Wednesday, 22nd June 2011 at 07:00 pm

Where?

The Shooting Star
125-129 Middlesex St
London E1 7JF

Why?

James Ball, from The Guardian, will be talking about complex topics made comprehensible by infographics; network analysis showing the secret influencers behind-the-scenes (a technique central to exposing extraordinary rendition), and more. James, a data journalist working on the Guardian’s investigations desk, will draw on data from WikiLeaks (where he worked on the embassy cables), Ghost Plane, and more – takes a look at four of the best data analysis tricks, and when their use might confuse, mislead or even kill your audience.

Neil Smith, an ex-police officer and fraud investigator-turned private investigator and trainer, will be running through some of the tools and advice he has collated on his internet investigation site Open Source Intelligence, as well as explaining some key ways to use social media to dig up information.

Who?

Hacks/Hackers London

What?

Journalists call themselves “hacks,” someone who can churn out words in any situation.

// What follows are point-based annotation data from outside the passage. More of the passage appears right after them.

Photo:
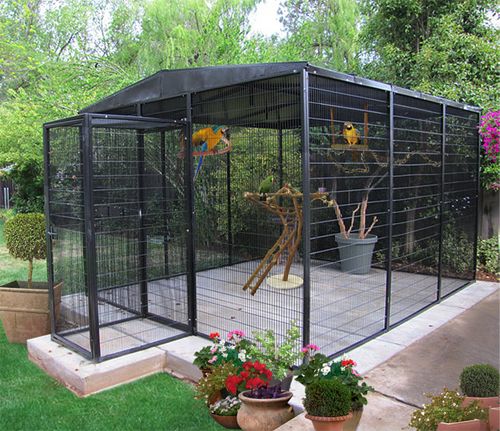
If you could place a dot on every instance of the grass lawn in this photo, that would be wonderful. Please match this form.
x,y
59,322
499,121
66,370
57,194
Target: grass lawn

Hackers use the digital equivalent of duct tape to whip out code. Hacker-journalists try and bridge the two worlds.

When?

Wednesday, 25th May 2011 at 07:00 pm

Where?

The Shooting Star
125-129 Middlesex St
London E1 7JF

Why?

Kevin Marsh, Director of a new journalism education venture, OffspinMedia, will be giving a talk entitled: “It’s time we gave news audiences what they need, not what they want”.  He argues that the more traditional journalism chases what news audiences want, the less it delivers what they need to play an informed, decisive role in determining their own environment and futures. How in a world of social networking and real-time feedback do journalists deliver what communities need, rather than what individuals want?

Glyn Wintle will be giving a talk entitled: “Hacking for Good – White Hats and Web Security”. He makes a living from technical consulting, programming and
security work. He will be explaining penetration testing, ethical hacking, and why telling the world about serious security problems in common software is a good idea.